Woolly Mammoth Remains Find Modern Uses

Grant Zazula, right, studies a massive woolly mammoth skull that was unearthed in June by a mining crew in central Yukon. Zazula has sent mammoth tusk and bone samples to scientists in Canada and Europe for use in medical and food research. (Grant Zazula/Government of Yukon)Scientists are hoping ancient woolly mammoth tusks and bones from Yukon will help their modern-day research, from finding a cure for osteoporosis to cracking down on mislabelled food products.

Some mammoth ivory is under the microscope of Stephen Sims, a University of Western Ontario physiology professor who hopes the ancient ivory can help make a breakthrough in modern human bone diseases.

“We’re optimistic that we’re going to be able to use ancient mammoth tusks to carry out modern medical research,” Sims told CBC News.

The researcher has received a sample of tusk from Grant Zazula, a Yukon government paleontologist who has unearthed a number of woolly mammoth remains over the years.

“To be able to work with a lab like this that’s trying to find the cure for osteoporosis or rheumatory arthritis, that’s amazing,” Zazula said.

“There’s no way, as a paleontologist, that I would have ever foreseen this sort of application.”

Transparent cells

Sims said he will chip off tiny slices from the tusk sample — about half the width of a hair — to see how transparent the ivory cells can really be.

Sims said ivory becomes more transparent as it ages, so it should be easier to study the cells in woolly mammoth ivory in ways that can’t be done with modern bones.

“We think that the mammoth tusk is going to enable us to view osteoclasts in ways that have never been done before,” he said.

Osteoclasts are cells that contribute to the deterioration of bones in diseases such as osteoporosis and rheumatoid arthritis.

Simms said he got the idea when he heard Zazula speak on CBC Radio’s The Current program about his study of the fossils of ancient wooly mammoths, which are upwards of 30,000 years old.

Zazula had been interviewed in October about a proposal to trade woolly mammoth tusks as an alternative to elephant ivory.

“In the Yukon, there’s a large supply of ivory here,” Zazula said. “It comes out of the placer gold mines all the time and it’s really well preserved.”

Food fraud research

Meanwhile, some researchers in Europe are trying out Yukon woolly mammoth bones to see if they can accurately identify meat that has been adulterated with other substances.

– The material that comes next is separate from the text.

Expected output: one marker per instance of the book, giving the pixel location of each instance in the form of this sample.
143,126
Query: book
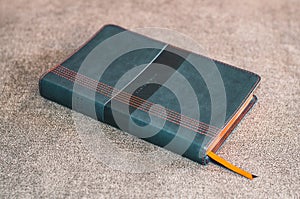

Scientists there are trying to curb the prevalence of “food fraud,” in which meat and other food products are misrepresented with improper labelling or even injected with other proteins.

“The important part of this mammoth bone is that nobody eats mammoths today,” said Zazula, who has sent some woolly mammoth bone samples to Europe.

Because woolly mammoth is one thing that will never be found in modern lunch meat, it can be used as a yardstick to measure meat contamination.

“We were thinking, what could we give them which is going to behave the same, is chemically very similar but is something they’re never going to find as a contaminant in chicken?” said Matthew Collins, an archeology professor at the University of York in the United Kingdom.

“We can extract the same gelatin protein from the mammoth bone, [so] we can use that as a standard for the labs.”

Six laboratories are currently using mammoth to verify their technique. If it works, their methods could be adopted by other labs around the world.

“It’s amazing that something that starts off as a paleontological question can have real-world applications and help us solve real-world problems,” Zazula said.